NEWPosted 9 hours ago

Job ID: JOB_ID_1552

Role Overview: OpenShift / Kubernetes Administrator

We are seeking a highly skilled and proactive OpenShift / Kubernetes Administrator to join our dynamic infrastructure team. This role is critical for supporting high-availability applications in both pre-production and production environments. The successful candidate will work closely with the Sterling team to ensure seamless application deployment, connectivity, and platform stability. This position requires a deep understanding of container orchestration, automated workflows, and incident management within a large-scale enterprise environment.

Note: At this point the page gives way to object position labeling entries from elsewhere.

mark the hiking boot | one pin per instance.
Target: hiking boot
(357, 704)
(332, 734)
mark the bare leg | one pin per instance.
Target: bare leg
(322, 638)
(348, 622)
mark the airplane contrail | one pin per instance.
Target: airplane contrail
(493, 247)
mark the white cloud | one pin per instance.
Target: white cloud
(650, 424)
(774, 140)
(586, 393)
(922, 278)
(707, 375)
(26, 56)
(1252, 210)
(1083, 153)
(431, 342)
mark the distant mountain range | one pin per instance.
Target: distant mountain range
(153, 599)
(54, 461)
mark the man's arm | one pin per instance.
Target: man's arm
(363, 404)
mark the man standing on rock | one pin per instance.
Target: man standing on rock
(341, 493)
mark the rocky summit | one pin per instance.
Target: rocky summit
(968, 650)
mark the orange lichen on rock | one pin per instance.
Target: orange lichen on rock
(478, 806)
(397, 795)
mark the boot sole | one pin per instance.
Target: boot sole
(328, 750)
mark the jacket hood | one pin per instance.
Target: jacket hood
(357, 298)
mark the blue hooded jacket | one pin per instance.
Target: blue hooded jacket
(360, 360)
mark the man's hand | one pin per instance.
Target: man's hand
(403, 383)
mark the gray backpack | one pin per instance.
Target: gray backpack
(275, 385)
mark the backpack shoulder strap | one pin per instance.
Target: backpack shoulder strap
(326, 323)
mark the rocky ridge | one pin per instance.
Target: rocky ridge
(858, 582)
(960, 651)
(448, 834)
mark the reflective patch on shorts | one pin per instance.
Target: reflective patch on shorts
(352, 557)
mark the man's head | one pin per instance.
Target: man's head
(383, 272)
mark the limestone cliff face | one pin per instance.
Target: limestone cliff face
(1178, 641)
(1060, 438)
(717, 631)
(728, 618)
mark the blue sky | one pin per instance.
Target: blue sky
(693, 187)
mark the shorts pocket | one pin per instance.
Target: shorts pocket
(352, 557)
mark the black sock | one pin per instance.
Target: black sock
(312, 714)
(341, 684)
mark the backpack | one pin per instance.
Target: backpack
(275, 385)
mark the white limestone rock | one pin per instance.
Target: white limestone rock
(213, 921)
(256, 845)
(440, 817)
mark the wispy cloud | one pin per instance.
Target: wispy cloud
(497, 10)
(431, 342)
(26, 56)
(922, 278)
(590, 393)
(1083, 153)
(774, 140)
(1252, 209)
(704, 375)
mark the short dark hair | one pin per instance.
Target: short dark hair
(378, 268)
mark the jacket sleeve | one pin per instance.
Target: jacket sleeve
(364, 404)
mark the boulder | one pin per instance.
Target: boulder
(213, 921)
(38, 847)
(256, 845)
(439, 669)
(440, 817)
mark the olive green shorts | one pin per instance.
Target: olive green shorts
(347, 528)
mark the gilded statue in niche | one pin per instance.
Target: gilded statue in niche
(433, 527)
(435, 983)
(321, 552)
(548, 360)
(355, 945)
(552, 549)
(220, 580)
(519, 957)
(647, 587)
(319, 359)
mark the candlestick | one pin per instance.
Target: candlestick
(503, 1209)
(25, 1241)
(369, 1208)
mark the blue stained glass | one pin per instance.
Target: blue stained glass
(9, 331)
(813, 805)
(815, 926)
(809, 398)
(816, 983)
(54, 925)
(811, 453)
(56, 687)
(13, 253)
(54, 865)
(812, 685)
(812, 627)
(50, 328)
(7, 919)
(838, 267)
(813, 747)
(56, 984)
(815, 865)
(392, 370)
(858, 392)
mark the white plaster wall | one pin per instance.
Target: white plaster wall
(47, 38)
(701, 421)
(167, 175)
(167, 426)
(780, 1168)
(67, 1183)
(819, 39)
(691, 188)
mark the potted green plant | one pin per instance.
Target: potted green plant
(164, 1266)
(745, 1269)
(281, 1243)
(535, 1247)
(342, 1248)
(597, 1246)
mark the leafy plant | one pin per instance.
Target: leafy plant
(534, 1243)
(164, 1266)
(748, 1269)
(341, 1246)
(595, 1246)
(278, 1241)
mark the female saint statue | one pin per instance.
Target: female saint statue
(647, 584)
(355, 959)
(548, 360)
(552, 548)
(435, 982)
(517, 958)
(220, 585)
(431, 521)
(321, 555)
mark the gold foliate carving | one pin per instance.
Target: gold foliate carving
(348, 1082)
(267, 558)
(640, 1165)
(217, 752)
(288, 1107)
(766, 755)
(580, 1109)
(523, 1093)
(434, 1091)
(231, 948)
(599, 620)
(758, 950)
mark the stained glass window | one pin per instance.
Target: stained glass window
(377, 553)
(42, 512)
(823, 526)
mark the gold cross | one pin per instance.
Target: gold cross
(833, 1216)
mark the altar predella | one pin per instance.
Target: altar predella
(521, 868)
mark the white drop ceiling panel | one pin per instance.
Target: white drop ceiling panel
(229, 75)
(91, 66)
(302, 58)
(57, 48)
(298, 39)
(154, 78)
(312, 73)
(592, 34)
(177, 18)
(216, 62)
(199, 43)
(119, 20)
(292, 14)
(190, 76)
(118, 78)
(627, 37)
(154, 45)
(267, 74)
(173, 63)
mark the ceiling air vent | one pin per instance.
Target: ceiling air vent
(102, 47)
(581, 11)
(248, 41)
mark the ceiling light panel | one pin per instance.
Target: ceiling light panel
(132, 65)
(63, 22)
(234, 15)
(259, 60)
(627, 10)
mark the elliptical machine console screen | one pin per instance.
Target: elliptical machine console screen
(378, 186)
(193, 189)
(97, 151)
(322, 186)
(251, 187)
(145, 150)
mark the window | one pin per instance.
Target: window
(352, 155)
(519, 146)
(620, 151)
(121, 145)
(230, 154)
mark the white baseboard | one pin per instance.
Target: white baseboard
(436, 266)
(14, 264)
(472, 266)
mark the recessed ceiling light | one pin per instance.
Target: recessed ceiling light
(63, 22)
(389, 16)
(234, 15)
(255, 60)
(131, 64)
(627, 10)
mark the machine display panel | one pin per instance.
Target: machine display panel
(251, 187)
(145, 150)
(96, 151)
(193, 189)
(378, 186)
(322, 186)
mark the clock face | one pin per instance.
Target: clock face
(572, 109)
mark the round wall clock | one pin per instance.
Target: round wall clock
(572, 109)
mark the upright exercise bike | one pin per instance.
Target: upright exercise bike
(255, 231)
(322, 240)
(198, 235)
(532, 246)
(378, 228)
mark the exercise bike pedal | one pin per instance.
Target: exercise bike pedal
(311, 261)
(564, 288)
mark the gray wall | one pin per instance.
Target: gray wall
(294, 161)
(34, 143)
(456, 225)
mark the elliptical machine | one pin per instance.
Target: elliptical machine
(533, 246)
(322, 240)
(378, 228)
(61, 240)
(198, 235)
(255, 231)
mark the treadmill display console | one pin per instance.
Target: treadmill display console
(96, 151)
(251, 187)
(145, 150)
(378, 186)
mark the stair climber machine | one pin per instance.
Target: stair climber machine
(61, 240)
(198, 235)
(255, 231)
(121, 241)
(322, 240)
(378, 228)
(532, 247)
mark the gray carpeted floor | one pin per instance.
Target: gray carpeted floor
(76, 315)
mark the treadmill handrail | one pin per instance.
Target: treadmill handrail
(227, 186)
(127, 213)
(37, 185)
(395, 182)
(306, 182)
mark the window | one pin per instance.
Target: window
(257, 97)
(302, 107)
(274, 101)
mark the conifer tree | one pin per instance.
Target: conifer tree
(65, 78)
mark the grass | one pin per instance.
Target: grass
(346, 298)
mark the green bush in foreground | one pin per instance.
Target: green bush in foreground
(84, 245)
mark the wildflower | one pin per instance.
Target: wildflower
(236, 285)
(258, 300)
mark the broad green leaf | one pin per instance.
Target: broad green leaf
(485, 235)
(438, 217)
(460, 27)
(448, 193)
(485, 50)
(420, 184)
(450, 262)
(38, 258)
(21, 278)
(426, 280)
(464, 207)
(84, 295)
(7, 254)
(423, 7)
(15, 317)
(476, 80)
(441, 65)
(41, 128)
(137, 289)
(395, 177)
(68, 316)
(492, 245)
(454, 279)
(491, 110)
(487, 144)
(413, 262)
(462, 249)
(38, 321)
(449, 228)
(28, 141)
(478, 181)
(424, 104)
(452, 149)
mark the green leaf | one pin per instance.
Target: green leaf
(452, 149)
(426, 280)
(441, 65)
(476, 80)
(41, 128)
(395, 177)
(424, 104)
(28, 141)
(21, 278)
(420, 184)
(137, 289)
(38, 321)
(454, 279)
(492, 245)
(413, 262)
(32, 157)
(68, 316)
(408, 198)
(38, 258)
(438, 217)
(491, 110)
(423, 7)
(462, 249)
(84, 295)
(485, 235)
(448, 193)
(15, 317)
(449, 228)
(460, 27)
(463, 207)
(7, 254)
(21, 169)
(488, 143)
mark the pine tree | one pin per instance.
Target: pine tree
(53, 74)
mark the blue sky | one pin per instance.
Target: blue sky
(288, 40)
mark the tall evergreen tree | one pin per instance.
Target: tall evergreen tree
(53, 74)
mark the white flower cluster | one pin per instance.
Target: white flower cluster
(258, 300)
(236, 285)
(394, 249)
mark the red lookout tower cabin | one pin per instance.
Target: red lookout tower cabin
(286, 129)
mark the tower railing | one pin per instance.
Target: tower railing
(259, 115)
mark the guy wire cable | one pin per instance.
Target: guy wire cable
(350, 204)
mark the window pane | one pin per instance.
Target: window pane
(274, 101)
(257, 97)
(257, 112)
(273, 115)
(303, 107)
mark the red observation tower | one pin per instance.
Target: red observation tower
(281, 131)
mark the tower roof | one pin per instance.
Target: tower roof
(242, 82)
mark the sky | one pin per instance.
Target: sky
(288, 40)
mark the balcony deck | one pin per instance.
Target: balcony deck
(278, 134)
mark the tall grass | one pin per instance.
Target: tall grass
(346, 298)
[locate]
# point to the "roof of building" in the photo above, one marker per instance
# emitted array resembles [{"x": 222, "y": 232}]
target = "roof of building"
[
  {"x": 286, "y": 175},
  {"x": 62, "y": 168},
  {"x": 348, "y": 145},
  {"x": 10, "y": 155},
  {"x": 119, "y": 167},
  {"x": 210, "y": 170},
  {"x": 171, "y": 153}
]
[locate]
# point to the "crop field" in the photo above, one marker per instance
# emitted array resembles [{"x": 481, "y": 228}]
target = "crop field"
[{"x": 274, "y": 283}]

Key Responsibilities and Technical Duties

  • Collaborate extensively with the Sterling application team to provide end-to-end support for their containerized applications. This includes managing Snow tickets for pre-production environments and Change tickets (CTASKs) for production implementations.
  • Validate and test connectivity between various service endpoints. You will be responsible for ensuring that firewall rules are correctly implemented and that services can communicate across the platform, utilizing both manual testing methods and automated validation jobs.
  • Manage resource allocation by scaling pods and deployments dynamically based on application demand and performance metrics in both pre-prod and production clusters.
  • Maintain and update critical Kubernetes and OpenShift objects, including ConfigMaps, Secrets, Routes, and Services. These updates must be performed with precision, either through manual CLI intervention or via CI/CD automated pipelines.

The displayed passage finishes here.